In that same guidance, the orchestrator-workers shape is defined as a workflow in which “a central LLM dynamically breaks down tasks, delegates them to worker LLMs, and synthesizes their results,” which is the supervisor pattern with its control flow scripted. The practical lesson is that pinning the routing down is itself a containment move: it shrinks the set of paths a fault can take, which is why a reliability-conscious team often earns its way up the ladder, starting at the fixed-workflow end and adding dynamic delegation only where the extra capability pays for the wider failure surface.

Reading the reliability tax before you commit

Each pattern’s tax is a different metric to watch, and naming it tells you where to spend. The reads below reference the lane’s measurements by the angle each pattern needs; the canonical definition of each lives in the glossary.

A supervisor concentrates exposure at the hub, so the number that governs it is how far a single trusted merge reaches. That is blast radius read at one node, and it is the whole story of orchestrator-worker reliability: one verified return upstream of the merge caps the fan-out.

A sequential pipeline pays in depth. Because every stage builds on the output before it, the failure to watch is compounding error propagation down the line, and a single passing run does not establish reliability across repeated runs of the whole chain.

A swarm pays in attribution. When the handoff path changes every run, pinpointing which hop introduced a fault becomes the expensive problem, so failure attribution is the capability you must build in before the pattern is defensible.

A debate or voting panel pays in correlation. The failure the pattern hides is a shared blind spot dressed as agreement, the mechanism behind multi-agent debate failure, and the reason consensus and voting reliability turns on voter independence.

A blackboard pays globally. One bad write is topology-wide, so the architecture-level number that matters is the store’s cascade resistance, its tendency to damp a poisoned entry against its tendency to broadcast it.

None of these patterns is reliability-optimal on its own, and real systems are hybrids: an orchestrator whose workers are short chains, all writing to a shared board the orchestrator also reads. Decompose the hybrid into its primitives, find the tax each primitive levies, and let the matrix set the priorities.
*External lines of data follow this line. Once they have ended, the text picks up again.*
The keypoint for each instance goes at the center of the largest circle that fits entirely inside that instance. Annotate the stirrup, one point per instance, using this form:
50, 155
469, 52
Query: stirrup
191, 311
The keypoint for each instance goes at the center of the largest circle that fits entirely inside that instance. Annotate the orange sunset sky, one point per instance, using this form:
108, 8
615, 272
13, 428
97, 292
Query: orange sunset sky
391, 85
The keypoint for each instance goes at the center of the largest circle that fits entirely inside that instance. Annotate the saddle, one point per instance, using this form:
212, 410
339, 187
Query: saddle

Measure the pattern before you refactor it

Which pattern is more reliable for your workload is an empirical question you settle by injecting a fault and watching where it goes. Introduce a controlled fault at a known point in a candidate pattern, trace the set of agents it reaches, and repeat until the containment rate carries a confidence interval instead of a lone number. To compare two candidate patterns, put them on the same cascade-resistance axis, which tracks production reliability more faithfully than a single-run task score. The method itself is covered in agent reliability testing, and turning the traces into numbers you can defend is covered in how to measure agent reliability.

The reliability profiler this site points toward is a pre-launch instrument designed to place a fault inside a chosen orchestration pattern, follow its reach across the agents, and report a containment rate with a bootstrap interval; no per-pattern containment number is measured yet, so this page offers no measured rate. Until it ships, the matrix above is the working map and the failure-mode taxonomy is the mechanism under its columns; the research program will carry the measured per-pattern rates, each with its interval, as the profiler produces them.